Hizb-ut Tahrir Suriye Uyarmıştı!

Hizb-ut Tahrir Suriye Vilayeti geçtiğimiz haftalarda direniş gruplarına hitaben bir mektup yayınlamış ve Astana sürecinin nereye doğru evrileceğini ortaya koymuştu. Astana’ya katılmış ve halen de toplantılara iştirak eden gruplara, Hizb-ut Tahrir tarafından yapılan nasihatlerden nasiplerini almadıkları Feylaku'ş Şam liderinin Astana masasında dile getirdiği aczten anlaşılıyor. Hâlbuki Hizb-ut Tahrir, bu sürece ve çıkış yoluna işaret etmişti:

“Ey grup liderleri! Bunun için mi kalkışma yaptınız, binlerce şehit, yüz binlerce yaralı, on milyondan fazla göç verdiniz, tutuklanıp sakatlandınız. Bunun için mi on binlerce bina, okul, hastane yıkıldı? Pazarlar bombalandı... Tüm bu fedakârlıklar sonrasında aşağılanmış ve zül olarak cani rejimin kanatları altına geri mi döneceksiniz? O zaman rejim yeniden özgür olanların sırtını kırbaçlayacak, hür olanlarımızı tekrar zindanlara tıkacaktır. İpini kuvvetle büktükten sonra çözüp açan kadın gibi mi olacaksınız?

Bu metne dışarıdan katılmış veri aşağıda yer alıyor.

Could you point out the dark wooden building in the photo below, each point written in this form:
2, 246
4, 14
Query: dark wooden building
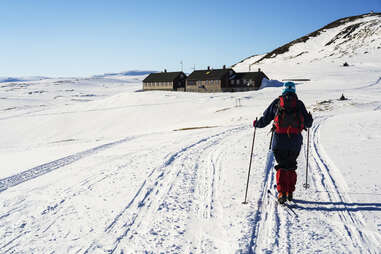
223, 80
244, 81
169, 81
209, 80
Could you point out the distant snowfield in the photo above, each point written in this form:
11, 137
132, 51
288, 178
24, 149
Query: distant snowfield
96, 166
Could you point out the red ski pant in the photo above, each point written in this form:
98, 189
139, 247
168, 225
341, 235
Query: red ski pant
285, 180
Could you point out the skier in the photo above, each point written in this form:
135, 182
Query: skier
290, 118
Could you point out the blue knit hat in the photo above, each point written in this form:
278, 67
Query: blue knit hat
289, 87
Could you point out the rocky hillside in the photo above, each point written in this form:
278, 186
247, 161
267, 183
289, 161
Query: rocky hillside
346, 37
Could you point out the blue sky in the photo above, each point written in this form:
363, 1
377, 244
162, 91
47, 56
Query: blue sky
81, 38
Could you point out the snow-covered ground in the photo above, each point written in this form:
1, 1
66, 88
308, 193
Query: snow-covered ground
97, 166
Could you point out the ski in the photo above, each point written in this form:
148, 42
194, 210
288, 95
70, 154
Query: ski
271, 194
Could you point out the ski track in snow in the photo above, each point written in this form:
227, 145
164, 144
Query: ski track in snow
50, 166
352, 223
160, 192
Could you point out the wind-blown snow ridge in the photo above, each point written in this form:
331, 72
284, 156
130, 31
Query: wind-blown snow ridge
344, 37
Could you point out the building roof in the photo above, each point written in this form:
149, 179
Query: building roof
250, 75
163, 76
211, 74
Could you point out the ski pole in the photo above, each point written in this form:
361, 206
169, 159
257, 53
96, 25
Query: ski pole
251, 158
271, 139
306, 185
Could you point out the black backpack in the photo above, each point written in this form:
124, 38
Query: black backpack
288, 119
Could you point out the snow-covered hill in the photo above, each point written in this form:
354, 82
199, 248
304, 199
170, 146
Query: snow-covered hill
338, 41
95, 166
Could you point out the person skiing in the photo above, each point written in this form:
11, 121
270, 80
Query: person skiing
290, 118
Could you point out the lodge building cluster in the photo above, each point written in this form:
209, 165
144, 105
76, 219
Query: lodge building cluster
209, 80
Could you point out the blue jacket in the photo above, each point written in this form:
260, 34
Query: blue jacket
284, 141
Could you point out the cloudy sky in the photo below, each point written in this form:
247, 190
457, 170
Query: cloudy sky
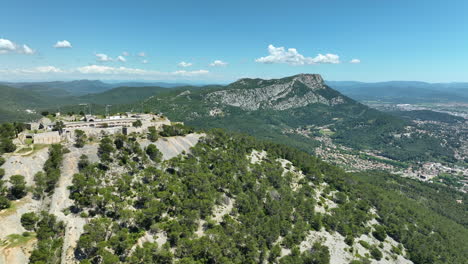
221, 41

• Hastalık ve marazın sebebi bellidir. Herkes bu sebebin ne olduğunu biliyor. Yine de anımsatmakta fayda vardır. Ey grup liderleri! Öldürücü hata ve sorunların baş müsebbibi, devrim düşmanı Batılı ülkeler ya da Türkiye, Suudi Arabistan, Katar ve Ürdün gibi devrim dostu olduklarını iddia eden uydu rejimlerle olan bağlantılarınızdır. Bağlantı da onlardan aldığınız zehirli politik paradır. Devrimin başından beri bu ülkelerin istihbarat teşkilatları, devrimin sembollerini, kahramanlarını, grup liderlerini ve rejimden ayrılan subayları kirli politik para ile satın almak için uğraşmışlardır. Bu maddi destek, boşuna değildir, Allah rızası için hiç değildir. Allah Subhânehu ve Teâlâ şöyle buyuruyor:

إِنَّ الَّذِينَ كَفَرُوا يُنْفِقُونَ أَمْوَالَهُمْ لِيَصُدُّوا عَنْ سَبِيلِ اللَّهِ

“Şüphe yok ki, inkâr edenler mallarını Allah yolundan alıkoymak için harcarlar” [Enfal 36] *Aksine devrimi ekseninden saptırmak, ABD ajanı rejimi devirip yerine Hilafet sistemini kurma amacına erişmekten alıkoymak içindir. Çünkü Hilafet kurulur kurulmaz bu ülke ve rejimlerin tamamı birer birer yıkılıp çökecektir.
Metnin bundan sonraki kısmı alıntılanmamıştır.